Social
Security just celebrated its 80th birthday.
And no, it ain’t broke, and no, it don’t need fixing. So why do so many of our politicians keep
predicting disaster if something isn’t done?
The short
answer is that Social Security, and most of the discussion about it, depends on
useful lies. The lies created comfortable paradigms that got the program off
the ground, but now expose it to political attack.
The great
lie at the heart of Social Security system is that the system works like a
private retirement fund. When people get
their Social Security numbers, they think they are setting up an account for
making retirement contributions during their working lives. Upon retirement, they believe, the fund will repay
those contributions with accrued earnings they die.
But that’s
not what really happens. The government
does not make deposits into an
individual account for each beneficiary.
The money goes directly to the U.S. Treasury. Those dollars go out in the next instant to
Social Security beneficiaries and others entitled to payments from the
government.
Social
Security beneficiaries have no ownership rights over their Social Security “accounts.”
Those “accounts” can’t be sold,
bequeathed, hypothecated or cashed in. Beneficiaries have no rights against the
government the way private investors might have against companies from which
they’ve purchased retirement benefits. The
government can terminate the program or adversely modify benefits, regardless
of any other promises it has made.
In the early
days of the program, Social Security collected a lot more tax money than it was
paying out to Social Security beneficiaries.

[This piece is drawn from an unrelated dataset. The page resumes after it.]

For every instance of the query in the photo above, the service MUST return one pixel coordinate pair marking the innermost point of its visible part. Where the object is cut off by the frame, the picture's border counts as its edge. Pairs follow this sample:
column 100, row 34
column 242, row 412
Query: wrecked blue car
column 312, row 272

Instead of investing the surplus in stocks and bonds like a private
pension annuity would, the government used that money to pay for other things such
as education, national parks and war.
The Treasury made a note of how much money Social Security had “loaned” it.
But, these
were never real loans. It was just the
government transferring money from one pocket to another. Social Security has no legally enforceable
right to require the Treasury to repay it.
The
mythology surrounding Social Security’s structure arose out of an intentional
deception. President Franklin Roosevelt
well understood that he couldn’t sell the program to Congress as an attempt to
ameliorate poverty among the elderly.
Americans have never liked the idea of using tax dollars to support
welfare programs. By styling Social
Security as a “retirement” or social insurance program available to everyone
and that required people to make “contributions” into it, Roosevelt made sure
that this program, which became the cornerstone of his social safety net, would
be politically impossible to repeal.
Republicans,
who don’t like using the government, to transfer wealth between people, now
insist that the Social Security program is broken. They argue that the system is currently
taking in less money than it is paying out, and that at some time in the 2030s,
the Treasury will have repaid all of the money it “borrowed.” Unless we cut
current benefits, raise the retirement age or means test beneficiaries so that
only the needy receive benefits, they say, Social Security will not survive. For Republicans, raising more Social Security
tax money is unthinkable.
Nonsense.
What’s
really going on here is that the wealthy patrons of the Republican party want
to insulate themselves from the cost of a program that provides them with
relatively little direct benefit. The
wealthy are much better able to provide themselves with a comfortable and
secure retirement than the rest of us.
They don’t need a monthly Social Security check. They can afford more investment risk, and so
they probably would indeed be better off investing any Social Security taxes
paid on their behalf in private investment funds.
Democrats also
have every reason to perpetuate Roosevelt’s lie. They like and derive power from the welfare
state. They know that the more
beneficiaries the welfares state has, the less likely it is that politicians
who want to kill it will be elected. They also know that if Republicans are
successful in subjecting Social Security to cost savings measures, they’ll
succeed in transforming Social Security into a welfare program in the public’s
eyes. Besides, “protecting” Social Security
from stingy Republicans works quite well in fundraising appeals to small
donors.
Does
anybody think that when Social Security becomes “insolvent” that, the elderly,
who are the country’s most reliable voters, won’t compel the government to
protect their benefits? Does anybody
think it makes sense to make cuts today to avoid potential cuts 15-20 years
hence? The
angst about Social Security is misplaced.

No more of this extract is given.